On 24 July 2017 at 17:57, Eric Biggers <ebigge...@gmail.com> wrote:
> On Mon, Jul 24, 2017 at 07:59:43AM +0100, Ard Biesheuvel wrote:
>> On 18 July 2017 at 13:06, Ard Biesheuvel <ard.biesheu...@linaro.org> wrote:
>> > The generic AES driver uses 16 lookup tables of 1 KB each, and has
>> > encryption and decryption routines that are fully unrolled. Given how
>> > the dependencies between this code and other drivers are declared in
>> > Kconfig files, this code is always pulled into the core kernel, even
>> > if it is usually superseded at runtime by accelerated drivers that
>> > exist for many architectures.
>> >
>> > This leaves us with 25 KB of dead code in the kernel, which is negligible
>> > in typical environments, but which is actually a big deal for the IoT
>> > domain, where every kilobyte counts.
>> >
>> > Also, the scalar, table based AES routines that exist for ARM, arm64, i586
>> > and x86_64 share the lookup tables with AES generic, and may be invoked
>> > occasionally when the time-invariant AES-NI or other special instruction
>> > drivers are called in interrupt context, at which time the SIMD register
>> > file cannot be used.
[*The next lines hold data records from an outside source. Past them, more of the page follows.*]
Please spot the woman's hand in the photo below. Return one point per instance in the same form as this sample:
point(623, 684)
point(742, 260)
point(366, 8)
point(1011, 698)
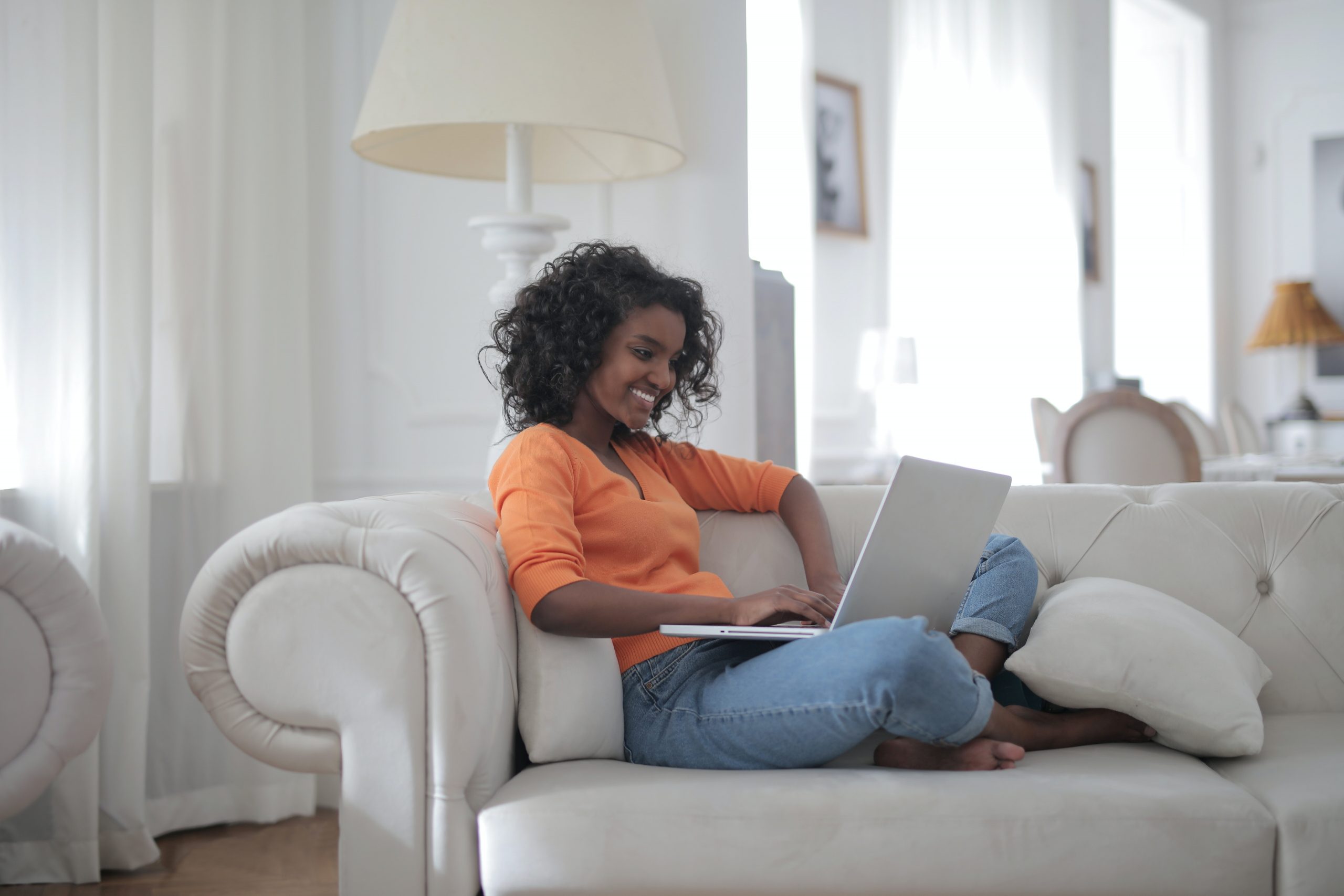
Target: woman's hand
point(831, 587)
point(781, 605)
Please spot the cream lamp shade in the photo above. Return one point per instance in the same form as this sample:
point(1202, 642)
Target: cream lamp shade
point(585, 75)
point(1296, 318)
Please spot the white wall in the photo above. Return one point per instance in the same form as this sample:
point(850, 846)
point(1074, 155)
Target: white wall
point(851, 41)
point(1093, 123)
point(1284, 56)
point(400, 282)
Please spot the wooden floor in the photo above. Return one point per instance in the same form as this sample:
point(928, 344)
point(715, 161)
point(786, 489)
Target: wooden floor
point(293, 858)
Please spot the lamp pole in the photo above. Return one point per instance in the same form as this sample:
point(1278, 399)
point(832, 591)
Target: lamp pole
point(517, 236)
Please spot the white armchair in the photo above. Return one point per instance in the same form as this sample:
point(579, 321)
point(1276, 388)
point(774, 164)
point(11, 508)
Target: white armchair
point(56, 666)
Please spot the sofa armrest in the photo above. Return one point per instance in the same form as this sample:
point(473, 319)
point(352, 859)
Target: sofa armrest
point(56, 666)
point(373, 637)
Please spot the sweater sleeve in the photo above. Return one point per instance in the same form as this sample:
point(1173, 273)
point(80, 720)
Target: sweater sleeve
point(713, 481)
point(533, 487)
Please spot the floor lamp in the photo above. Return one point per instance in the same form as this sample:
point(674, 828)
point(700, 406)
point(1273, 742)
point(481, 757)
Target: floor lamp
point(522, 92)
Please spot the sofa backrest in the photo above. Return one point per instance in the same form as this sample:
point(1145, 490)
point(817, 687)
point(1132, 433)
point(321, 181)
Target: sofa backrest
point(1264, 559)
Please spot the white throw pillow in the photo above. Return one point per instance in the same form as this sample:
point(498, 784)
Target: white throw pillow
point(569, 693)
point(1119, 645)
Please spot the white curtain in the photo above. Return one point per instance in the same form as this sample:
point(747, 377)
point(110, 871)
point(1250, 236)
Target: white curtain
point(984, 254)
point(154, 370)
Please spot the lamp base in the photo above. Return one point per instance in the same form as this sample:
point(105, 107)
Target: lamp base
point(1303, 409)
point(518, 239)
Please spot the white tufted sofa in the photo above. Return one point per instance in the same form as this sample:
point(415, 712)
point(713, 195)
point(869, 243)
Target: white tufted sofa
point(56, 667)
point(378, 638)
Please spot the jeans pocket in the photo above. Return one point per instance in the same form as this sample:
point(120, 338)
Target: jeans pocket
point(674, 659)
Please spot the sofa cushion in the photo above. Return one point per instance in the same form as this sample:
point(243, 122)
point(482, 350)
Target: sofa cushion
point(1300, 777)
point(1119, 645)
point(1105, 818)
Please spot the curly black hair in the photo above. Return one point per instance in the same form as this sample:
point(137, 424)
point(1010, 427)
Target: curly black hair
point(553, 336)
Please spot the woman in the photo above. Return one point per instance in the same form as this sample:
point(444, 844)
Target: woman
point(597, 520)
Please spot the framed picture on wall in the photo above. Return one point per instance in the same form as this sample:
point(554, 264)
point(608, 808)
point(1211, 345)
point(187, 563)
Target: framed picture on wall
point(1088, 214)
point(841, 187)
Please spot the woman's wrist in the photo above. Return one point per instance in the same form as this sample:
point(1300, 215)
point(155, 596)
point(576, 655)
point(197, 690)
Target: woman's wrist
point(817, 581)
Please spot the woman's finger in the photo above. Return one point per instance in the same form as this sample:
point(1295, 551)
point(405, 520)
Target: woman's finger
point(808, 612)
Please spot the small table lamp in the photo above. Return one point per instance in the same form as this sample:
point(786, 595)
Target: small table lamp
point(1297, 319)
point(521, 90)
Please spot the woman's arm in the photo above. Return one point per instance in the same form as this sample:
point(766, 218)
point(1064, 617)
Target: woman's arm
point(594, 610)
point(802, 511)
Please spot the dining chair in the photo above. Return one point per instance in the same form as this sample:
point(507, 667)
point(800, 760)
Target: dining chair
point(1240, 429)
point(1127, 438)
point(1205, 436)
point(1045, 417)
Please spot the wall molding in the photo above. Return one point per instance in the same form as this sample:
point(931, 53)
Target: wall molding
point(424, 414)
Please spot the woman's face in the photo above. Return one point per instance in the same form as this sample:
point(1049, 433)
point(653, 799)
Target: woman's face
point(637, 358)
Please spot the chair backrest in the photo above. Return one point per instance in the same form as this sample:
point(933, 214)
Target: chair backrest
point(1045, 417)
point(1240, 429)
point(1126, 438)
point(1205, 436)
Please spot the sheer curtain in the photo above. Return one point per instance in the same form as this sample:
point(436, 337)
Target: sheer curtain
point(154, 315)
point(984, 254)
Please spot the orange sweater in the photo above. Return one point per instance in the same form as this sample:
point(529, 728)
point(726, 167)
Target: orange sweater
point(563, 518)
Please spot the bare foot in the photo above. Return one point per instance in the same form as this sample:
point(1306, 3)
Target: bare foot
point(980, 754)
point(1038, 730)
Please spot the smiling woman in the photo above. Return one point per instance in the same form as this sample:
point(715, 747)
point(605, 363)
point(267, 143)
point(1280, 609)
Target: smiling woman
point(600, 345)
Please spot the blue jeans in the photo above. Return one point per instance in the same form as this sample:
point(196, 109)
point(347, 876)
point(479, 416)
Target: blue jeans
point(721, 703)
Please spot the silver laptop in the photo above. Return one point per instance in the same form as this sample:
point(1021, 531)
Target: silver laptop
point(917, 561)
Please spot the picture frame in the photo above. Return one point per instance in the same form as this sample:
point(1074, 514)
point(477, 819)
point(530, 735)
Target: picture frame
point(1089, 213)
point(841, 187)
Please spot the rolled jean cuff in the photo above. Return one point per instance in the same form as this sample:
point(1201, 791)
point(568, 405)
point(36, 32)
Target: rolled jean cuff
point(979, 719)
point(987, 628)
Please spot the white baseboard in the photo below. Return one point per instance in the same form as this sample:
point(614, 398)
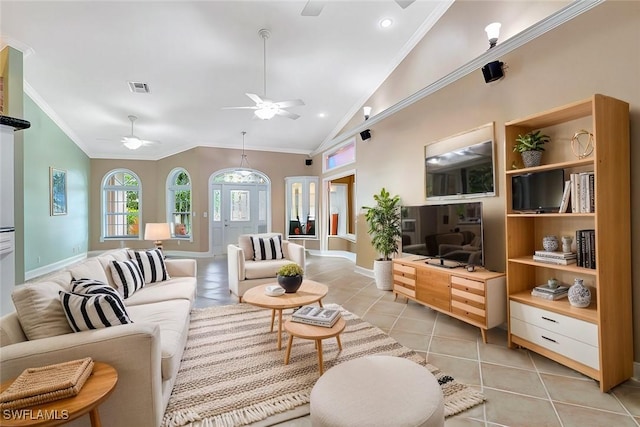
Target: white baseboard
point(50, 268)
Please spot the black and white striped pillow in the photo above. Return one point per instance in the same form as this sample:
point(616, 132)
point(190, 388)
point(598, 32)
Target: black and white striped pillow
point(96, 287)
point(127, 277)
point(151, 263)
point(86, 312)
point(267, 248)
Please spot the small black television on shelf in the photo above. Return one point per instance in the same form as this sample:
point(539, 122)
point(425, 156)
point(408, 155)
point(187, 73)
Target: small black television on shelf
point(449, 235)
point(539, 192)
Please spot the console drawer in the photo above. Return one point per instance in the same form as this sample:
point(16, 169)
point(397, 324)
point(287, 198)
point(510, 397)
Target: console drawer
point(576, 329)
point(561, 344)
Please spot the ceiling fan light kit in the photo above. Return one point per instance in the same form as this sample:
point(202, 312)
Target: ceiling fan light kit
point(265, 109)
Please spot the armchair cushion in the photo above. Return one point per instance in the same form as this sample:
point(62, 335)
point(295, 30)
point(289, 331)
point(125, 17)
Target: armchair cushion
point(265, 248)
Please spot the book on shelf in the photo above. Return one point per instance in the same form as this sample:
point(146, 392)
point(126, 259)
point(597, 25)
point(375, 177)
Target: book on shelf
point(556, 254)
point(319, 316)
point(566, 196)
point(558, 261)
point(548, 296)
point(546, 289)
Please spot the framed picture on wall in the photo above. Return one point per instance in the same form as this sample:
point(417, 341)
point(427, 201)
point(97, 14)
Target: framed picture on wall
point(58, 191)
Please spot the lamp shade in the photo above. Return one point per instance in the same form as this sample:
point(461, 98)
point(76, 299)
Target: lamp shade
point(157, 231)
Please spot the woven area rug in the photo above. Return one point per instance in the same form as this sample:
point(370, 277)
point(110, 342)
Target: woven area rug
point(232, 373)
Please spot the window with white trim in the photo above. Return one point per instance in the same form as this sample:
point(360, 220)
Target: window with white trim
point(121, 196)
point(179, 203)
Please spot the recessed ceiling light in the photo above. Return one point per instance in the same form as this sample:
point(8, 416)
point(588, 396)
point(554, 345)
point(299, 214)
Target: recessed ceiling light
point(386, 22)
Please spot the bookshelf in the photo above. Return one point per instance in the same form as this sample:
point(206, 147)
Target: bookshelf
point(596, 341)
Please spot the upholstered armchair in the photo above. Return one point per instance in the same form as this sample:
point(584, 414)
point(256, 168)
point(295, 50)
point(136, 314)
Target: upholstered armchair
point(256, 258)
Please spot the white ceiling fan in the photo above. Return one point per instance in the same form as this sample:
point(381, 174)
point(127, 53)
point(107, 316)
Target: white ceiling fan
point(266, 109)
point(132, 142)
point(314, 7)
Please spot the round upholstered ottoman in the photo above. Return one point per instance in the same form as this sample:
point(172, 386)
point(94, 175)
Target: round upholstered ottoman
point(377, 391)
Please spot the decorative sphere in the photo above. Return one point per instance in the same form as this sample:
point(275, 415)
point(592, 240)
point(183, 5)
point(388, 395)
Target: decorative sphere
point(291, 284)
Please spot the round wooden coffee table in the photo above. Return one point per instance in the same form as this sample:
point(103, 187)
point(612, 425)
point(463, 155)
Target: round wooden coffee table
point(95, 390)
point(309, 293)
point(315, 333)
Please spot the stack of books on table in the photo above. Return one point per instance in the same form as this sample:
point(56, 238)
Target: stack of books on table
point(318, 316)
point(561, 258)
point(544, 291)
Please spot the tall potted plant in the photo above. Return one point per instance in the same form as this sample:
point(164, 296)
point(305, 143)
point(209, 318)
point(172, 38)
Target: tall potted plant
point(383, 220)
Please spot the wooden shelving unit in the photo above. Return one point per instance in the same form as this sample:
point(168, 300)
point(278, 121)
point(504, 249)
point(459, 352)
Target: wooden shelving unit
point(596, 341)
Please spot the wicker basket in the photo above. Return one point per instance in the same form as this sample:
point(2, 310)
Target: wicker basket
point(45, 384)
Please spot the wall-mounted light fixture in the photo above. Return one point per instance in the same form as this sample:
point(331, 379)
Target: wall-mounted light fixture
point(367, 112)
point(493, 70)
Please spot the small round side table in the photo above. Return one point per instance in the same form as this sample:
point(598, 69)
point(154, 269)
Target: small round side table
point(95, 390)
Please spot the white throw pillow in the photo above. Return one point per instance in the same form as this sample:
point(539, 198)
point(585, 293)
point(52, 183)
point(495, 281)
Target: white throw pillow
point(127, 277)
point(39, 310)
point(267, 248)
point(151, 263)
point(86, 312)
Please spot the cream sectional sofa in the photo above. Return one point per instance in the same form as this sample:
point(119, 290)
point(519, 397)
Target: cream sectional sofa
point(145, 353)
point(245, 272)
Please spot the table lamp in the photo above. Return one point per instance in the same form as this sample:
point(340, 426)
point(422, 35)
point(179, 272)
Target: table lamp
point(157, 231)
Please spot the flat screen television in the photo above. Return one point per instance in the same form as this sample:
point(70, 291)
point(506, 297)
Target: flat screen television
point(538, 192)
point(450, 235)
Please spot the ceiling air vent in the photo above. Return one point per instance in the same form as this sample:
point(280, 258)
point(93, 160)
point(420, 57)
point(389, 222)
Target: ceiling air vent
point(137, 87)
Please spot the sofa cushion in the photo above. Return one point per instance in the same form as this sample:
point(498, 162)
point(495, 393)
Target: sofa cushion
point(127, 277)
point(266, 248)
point(174, 288)
point(35, 302)
point(263, 269)
point(151, 263)
point(89, 269)
point(173, 319)
point(86, 312)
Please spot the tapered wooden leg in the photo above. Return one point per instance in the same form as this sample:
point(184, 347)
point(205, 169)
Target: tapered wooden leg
point(279, 329)
point(287, 354)
point(320, 362)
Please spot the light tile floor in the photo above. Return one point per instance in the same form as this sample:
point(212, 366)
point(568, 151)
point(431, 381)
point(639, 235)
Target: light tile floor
point(521, 387)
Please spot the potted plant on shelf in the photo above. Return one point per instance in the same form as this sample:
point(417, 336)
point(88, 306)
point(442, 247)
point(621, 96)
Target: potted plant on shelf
point(530, 146)
point(383, 220)
point(290, 277)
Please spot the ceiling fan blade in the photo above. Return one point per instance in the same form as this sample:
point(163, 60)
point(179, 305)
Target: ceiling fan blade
point(287, 114)
point(255, 98)
point(289, 103)
point(240, 108)
point(312, 8)
point(404, 3)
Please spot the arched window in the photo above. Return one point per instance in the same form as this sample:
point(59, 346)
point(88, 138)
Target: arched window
point(121, 202)
point(179, 202)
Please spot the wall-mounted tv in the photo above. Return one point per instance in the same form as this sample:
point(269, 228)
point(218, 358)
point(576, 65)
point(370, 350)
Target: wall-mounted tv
point(538, 191)
point(461, 165)
point(448, 232)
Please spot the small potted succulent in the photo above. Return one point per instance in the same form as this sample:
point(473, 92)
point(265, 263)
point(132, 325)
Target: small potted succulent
point(290, 277)
point(530, 146)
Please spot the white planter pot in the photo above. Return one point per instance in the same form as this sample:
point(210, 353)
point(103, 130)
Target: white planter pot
point(383, 272)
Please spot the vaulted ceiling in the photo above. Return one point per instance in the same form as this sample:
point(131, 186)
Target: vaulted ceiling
point(200, 56)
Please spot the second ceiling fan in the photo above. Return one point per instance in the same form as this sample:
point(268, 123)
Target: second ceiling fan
point(266, 109)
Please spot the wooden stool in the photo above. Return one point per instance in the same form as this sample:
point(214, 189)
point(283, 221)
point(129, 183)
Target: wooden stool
point(311, 332)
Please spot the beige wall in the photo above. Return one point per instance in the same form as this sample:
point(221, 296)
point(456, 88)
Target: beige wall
point(201, 163)
point(594, 53)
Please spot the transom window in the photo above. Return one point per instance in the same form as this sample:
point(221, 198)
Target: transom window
point(121, 195)
point(179, 202)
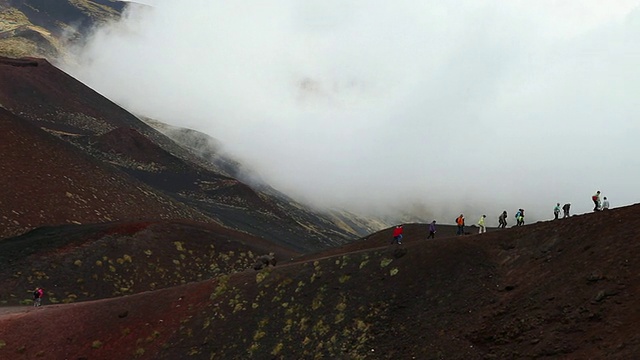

Pulling 16 KB of code and 9 KB of instructions into
>> > the L1s (and evicting what was already there) when a softirq happens to
>> > be handled in the context of an interrupt taken from kernel mode (which
>> > means no SIMD on x86) is also something that we may like to avoid, by
>> > falling back to a much smaller and moderately less performant driver.
>> > (Note that arm64 will be updated shortly to supply fallbacks for all
>> > SIMD based AES implementations, which will be based on the core routines)
>> >
>> > For the reasons above, this series refactors the way the various AES
>> > implementations are wired up, to allow the generic version in
>> > crypto/aes_generic.c to be omitted from the build entirely.
>> >
>> > Patch #1 removes some bogus 'select CRYPTO_AES' statement.
>> >
>> > Patch #2 factors out aes-generic's lookup tables, which are shared with
>> > arch-specific implementations in arch/x86, arch/arm and arch/arm64.
>> >
>> > Patch #3 replaces the table based aes-generic.o with a new aes.o based on
>> > the fixed time cipher, and uses it to fulfil dependencies on CRYPTO_AES.
>> >
>> > Patch #4 switches the fallback in the AES-NI code to the new, generic 
>> > encrypt
>> > and decrypt routines so it no longer depends on the x86 scalar code or
>> > [transitively] on AES-generic.
>> >
>> > Patch #5 tweaks the ARM table based code to only use 2 KB + 256 bytes worth
>> > of lookup tables instead of 4 KB.
>> >
>> > Patch #6 does the same for arm64
>> >
>> > Patch #7 removes the local copy of the AES sboxes from the arm64 NEON 
>> > driver,
>> > and switches to the ones exposed by the new AES core module instead.
>> >
>> > Patch #8 updates the Kconfig help text to be more descriptive of what they
>> > actually control, rather than duplicating AES's wikipedia entry a number of
>> > times.
>> >
>> > v4: - remove aes-generic altogether instead of allow a preference to be set
>>
>> Actually, after benchmarking the x86_64 asm AES code, I am not so sure
>> we should remove AES_GENERIC at all, since it turns out to be faster.
>> Interestingly, I found a remark by Eric in the git log stating the
>> same, so if we want to cut down on AES variants, we should probably
>> start by deleting the x86 code instead.
>>
>> So please disregard this for now: I will rework the other stuff I have
>> so it no longer depends on this, and repost, because it is much more
>> important for me that that makes it into v4.14. This can wait for
>> v4.15, as far as I am concerned, and I will benchmark a bit more to
>> see if we can get rid of the i586 code as well.
>>
>
> Yes I did notice that aes-generic was actually faster.  Probably the 
> x86_64-asm
> implementation should be removed, but it may be worthwhile to try a few
> different gcc versions to see how well they compile aes-generic.  I expect 
> that
> x86_64-asm used to be faster but gcc has gotten smarter.  Also x86_64-asm is
> only really useful on older CPUs, so ideally it should be benchmarked on an
> older CPU.
>

I tried it on a ~10 year old E2200 chip, and aes-generic was slightly
faster, i.e., 5 - 10 % as you noticed as well.

If current GCC creates faster code, we should just remove the asm code
IMO. No point in keeping it around for the sake of people who insist
on building current linux with an outdated compiler.